In an industry that still has its fair share of catalogue and component companies, Pleora has never been a ‘transactional’ company. ‘Our success is driven by a very tight relationship with our customers,’ says Lee. ‘We agree to take on a particular aspect of their product design so they can focus on their core competencies. That means we have to be very capable on both design and maintenance, to ensure that relationship continues.’
Pleora’s competition, according to Lee, is from those companies who choose to develop their own interface, where they perceive that they can cut costs by doing so. ‘Usually, though, we’d be able to develop something quicker and more efficient and effective than they’d be able to manage on their own,’ he says, ‘largely due to our ever-growing experience and expertise in this field. Also, we provide maintenance, which “build your own” options tend to overlook.’
In terms of the future, the emergence of 10GigE is pending. ‘It’s a technology that some have questioned the need for,’ says Lee. ‘As far as video is concerned, it’s a technology that is struggling to find an application. However, as sensors become more demanding, and multiple sensor applications become more widespread, there will be a time soon when it becomes more useful. Bear in mind, it’s a massive 10-fold increase in bandwidth, which is a huge leap from where we are now.’
Pleora will also spend more time working on the transmission of compressed video. ‘In the military market, situational awareness systems are becoming more and more complex, with more and more cameras,’ says Lee. ‘This creates demand for compression with very low latency, and that’s going to be a major focus for us in the months to come.’
The company is also looking to develop a more structured approach to the way it works with OEM customers, so that there is a clear path through from first approach to commercialisation. ‘We want to add more value as the customer goes through this process,’ says Lee, ‘and also reduce the time taken to reach the end-point.’
Having been in at ground level with the development of the GigE standard, Pleora will continue tracking the development of this standard, and its possible 10GigE successor.
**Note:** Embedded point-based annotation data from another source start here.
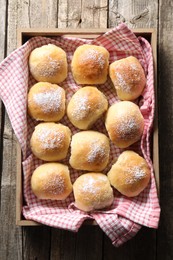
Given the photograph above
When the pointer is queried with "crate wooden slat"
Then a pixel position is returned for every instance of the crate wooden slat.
(25, 34)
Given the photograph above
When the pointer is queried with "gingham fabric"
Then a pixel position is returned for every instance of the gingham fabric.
(126, 216)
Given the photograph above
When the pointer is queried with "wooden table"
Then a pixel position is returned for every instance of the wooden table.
(89, 243)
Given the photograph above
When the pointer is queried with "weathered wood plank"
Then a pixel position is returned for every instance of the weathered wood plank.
(136, 14)
(94, 14)
(63, 244)
(89, 243)
(140, 247)
(165, 79)
(69, 14)
(82, 14)
(10, 239)
(36, 243)
(19, 15)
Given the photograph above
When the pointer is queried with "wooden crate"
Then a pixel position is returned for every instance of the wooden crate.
(24, 35)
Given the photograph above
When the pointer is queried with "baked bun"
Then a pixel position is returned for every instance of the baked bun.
(89, 151)
(90, 64)
(46, 102)
(50, 141)
(51, 181)
(86, 106)
(128, 78)
(130, 174)
(48, 63)
(124, 123)
(92, 191)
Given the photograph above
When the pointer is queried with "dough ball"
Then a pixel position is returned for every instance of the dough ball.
(130, 175)
(89, 151)
(90, 64)
(86, 106)
(48, 63)
(92, 191)
(46, 102)
(124, 123)
(51, 181)
(128, 78)
(50, 141)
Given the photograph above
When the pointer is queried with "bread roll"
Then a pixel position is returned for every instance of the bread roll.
(46, 102)
(128, 78)
(89, 151)
(124, 123)
(92, 191)
(90, 64)
(130, 174)
(48, 63)
(86, 106)
(51, 181)
(50, 141)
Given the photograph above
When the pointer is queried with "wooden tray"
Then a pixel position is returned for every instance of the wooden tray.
(23, 36)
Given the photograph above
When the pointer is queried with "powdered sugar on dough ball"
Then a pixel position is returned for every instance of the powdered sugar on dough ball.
(48, 63)
(50, 141)
(124, 123)
(92, 191)
(46, 102)
(128, 78)
(51, 181)
(90, 64)
(89, 151)
(86, 106)
(130, 175)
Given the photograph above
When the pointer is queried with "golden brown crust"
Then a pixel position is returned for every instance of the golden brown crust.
(130, 174)
(50, 141)
(90, 64)
(48, 63)
(89, 151)
(128, 78)
(51, 181)
(92, 191)
(46, 102)
(86, 106)
(124, 123)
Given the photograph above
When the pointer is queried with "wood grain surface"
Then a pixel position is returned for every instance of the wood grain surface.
(90, 242)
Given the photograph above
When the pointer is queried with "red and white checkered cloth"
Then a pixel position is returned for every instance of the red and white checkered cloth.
(125, 217)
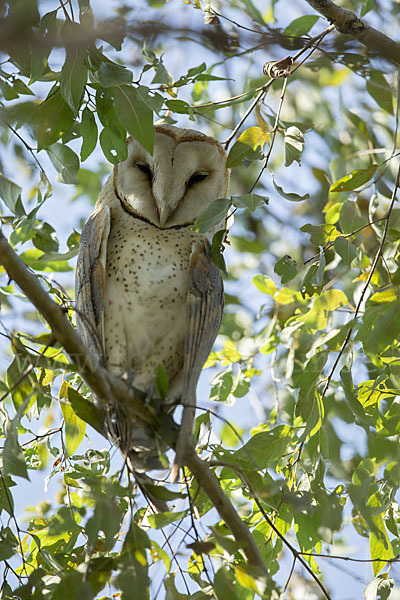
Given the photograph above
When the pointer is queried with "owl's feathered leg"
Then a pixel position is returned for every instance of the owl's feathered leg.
(205, 304)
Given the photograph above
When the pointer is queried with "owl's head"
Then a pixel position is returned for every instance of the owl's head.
(174, 186)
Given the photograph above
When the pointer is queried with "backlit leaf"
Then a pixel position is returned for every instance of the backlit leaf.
(353, 180)
(135, 115)
(213, 215)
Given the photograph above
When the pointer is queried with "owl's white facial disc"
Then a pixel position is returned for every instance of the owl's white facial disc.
(174, 186)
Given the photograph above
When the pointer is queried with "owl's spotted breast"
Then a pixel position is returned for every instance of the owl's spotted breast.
(145, 299)
(147, 290)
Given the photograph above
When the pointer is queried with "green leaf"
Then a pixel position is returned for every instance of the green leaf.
(320, 234)
(110, 74)
(88, 129)
(316, 415)
(367, 6)
(353, 180)
(253, 12)
(379, 543)
(264, 284)
(74, 426)
(249, 146)
(84, 409)
(65, 161)
(264, 449)
(286, 267)
(180, 107)
(346, 250)
(73, 78)
(380, 588)
(381, 92)
(217, 249)
(289, 195)
(250, 201)
(350, 218)
(9, 192)
(294, 144)
(13, 456)
(54, 118)
(213, 215)
(160, 520)
(224, 585)
(45, 238)
(113, 146)
(301, 25)
(221, 387)
(135, 115)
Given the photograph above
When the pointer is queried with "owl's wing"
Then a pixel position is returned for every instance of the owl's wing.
(205, 303)
(90, 279)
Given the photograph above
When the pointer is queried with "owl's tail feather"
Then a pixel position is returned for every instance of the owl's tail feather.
(140, 452)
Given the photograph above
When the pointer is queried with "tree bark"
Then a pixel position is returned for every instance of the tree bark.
(108, 388)
(347, 22)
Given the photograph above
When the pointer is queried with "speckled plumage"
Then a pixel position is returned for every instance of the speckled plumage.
(148, 293)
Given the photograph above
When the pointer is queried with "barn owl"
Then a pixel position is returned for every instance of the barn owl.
(147, 291)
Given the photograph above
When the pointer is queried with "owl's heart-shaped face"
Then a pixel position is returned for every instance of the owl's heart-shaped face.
(174, 186)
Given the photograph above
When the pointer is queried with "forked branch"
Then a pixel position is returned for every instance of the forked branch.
(108, 388)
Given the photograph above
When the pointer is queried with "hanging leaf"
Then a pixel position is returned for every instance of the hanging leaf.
(10, 192)
(73, 78)
(346, 250)
(250, 201)
(301, 26)
(286, 267)
(135, 115)
(248, 146)
(353, 180)
(109, 74)
(160, 520)
(291, 196)
(65, 161)
(213, 215)
(88, 129)
(294, 145)
(381, 92)
(74, 426)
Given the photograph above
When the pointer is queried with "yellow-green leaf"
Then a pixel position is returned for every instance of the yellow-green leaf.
(353, 180)
(379, 543)
(74, 426)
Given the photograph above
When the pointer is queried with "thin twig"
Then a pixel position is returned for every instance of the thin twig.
(27, 146)
(296, 553)
(12, 514)
(256, 100)
(345, 235)
(274, 131)
(365, 288)
(348, 558)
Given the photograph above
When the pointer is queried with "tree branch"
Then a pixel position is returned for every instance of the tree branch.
(226, 510)
(106, 387)
(347, 22)
(110, 389)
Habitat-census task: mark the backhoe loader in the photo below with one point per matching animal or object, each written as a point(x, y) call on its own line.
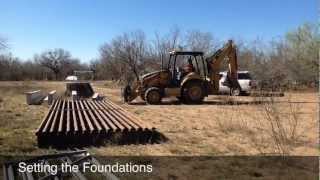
point(190, 83)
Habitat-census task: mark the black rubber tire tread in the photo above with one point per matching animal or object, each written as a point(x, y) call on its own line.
point(185, 95)
point(149, 90)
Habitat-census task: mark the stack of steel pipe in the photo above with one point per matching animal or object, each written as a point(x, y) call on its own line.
point(89, 122)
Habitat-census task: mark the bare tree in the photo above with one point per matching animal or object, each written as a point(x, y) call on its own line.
point(127, 52)
point(3, 43)
point(54, 60)
point(200, 41)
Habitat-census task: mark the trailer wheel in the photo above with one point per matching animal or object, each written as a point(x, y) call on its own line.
point(153, 95)
point(193, 93)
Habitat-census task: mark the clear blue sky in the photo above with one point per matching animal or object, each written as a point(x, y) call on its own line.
point(32, 26)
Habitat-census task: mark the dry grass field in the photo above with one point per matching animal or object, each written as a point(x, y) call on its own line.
point(221, 126)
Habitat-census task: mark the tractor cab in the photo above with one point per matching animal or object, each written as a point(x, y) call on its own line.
point(183, 63)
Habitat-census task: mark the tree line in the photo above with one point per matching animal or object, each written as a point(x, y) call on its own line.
point(290, 60)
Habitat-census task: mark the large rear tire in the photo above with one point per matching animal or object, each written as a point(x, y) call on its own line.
point(193, 93)
point(153, 96)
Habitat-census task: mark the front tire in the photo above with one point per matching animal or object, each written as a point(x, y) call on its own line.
point(235, 91)
point(153, 95)
point(193, 93)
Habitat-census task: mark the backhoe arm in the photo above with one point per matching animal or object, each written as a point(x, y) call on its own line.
point(229, 53)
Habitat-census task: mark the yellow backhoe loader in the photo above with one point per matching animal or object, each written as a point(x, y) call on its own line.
point(190, 83)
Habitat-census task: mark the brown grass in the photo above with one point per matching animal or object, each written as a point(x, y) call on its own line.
point(221, 126)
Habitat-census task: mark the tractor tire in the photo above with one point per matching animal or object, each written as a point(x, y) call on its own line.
point(153, 96)
point(235, 91)
point(193, 93)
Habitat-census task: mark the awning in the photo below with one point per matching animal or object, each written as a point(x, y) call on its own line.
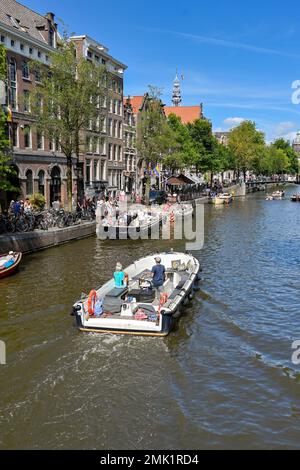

From the very first Camera Link product, Pleora has moved on to develop solutions for taking in video from a range of sources and transmitting it over IP. Integrators are provided with an SDK and drivers, which enables them to customise what happens to the video at the other ends, ensuring that what Pleora provides is a complete end-to-end solution.
To conclude, Lee reflects on the current economic conditions. ‘A lot of our product ends up in applications such as flat-panel display and semiconductor industries,’ says Lee. ‘What a lot of people forget is that these have always been cyclic industries. They will come back, and when they do come back, we will all benefit.’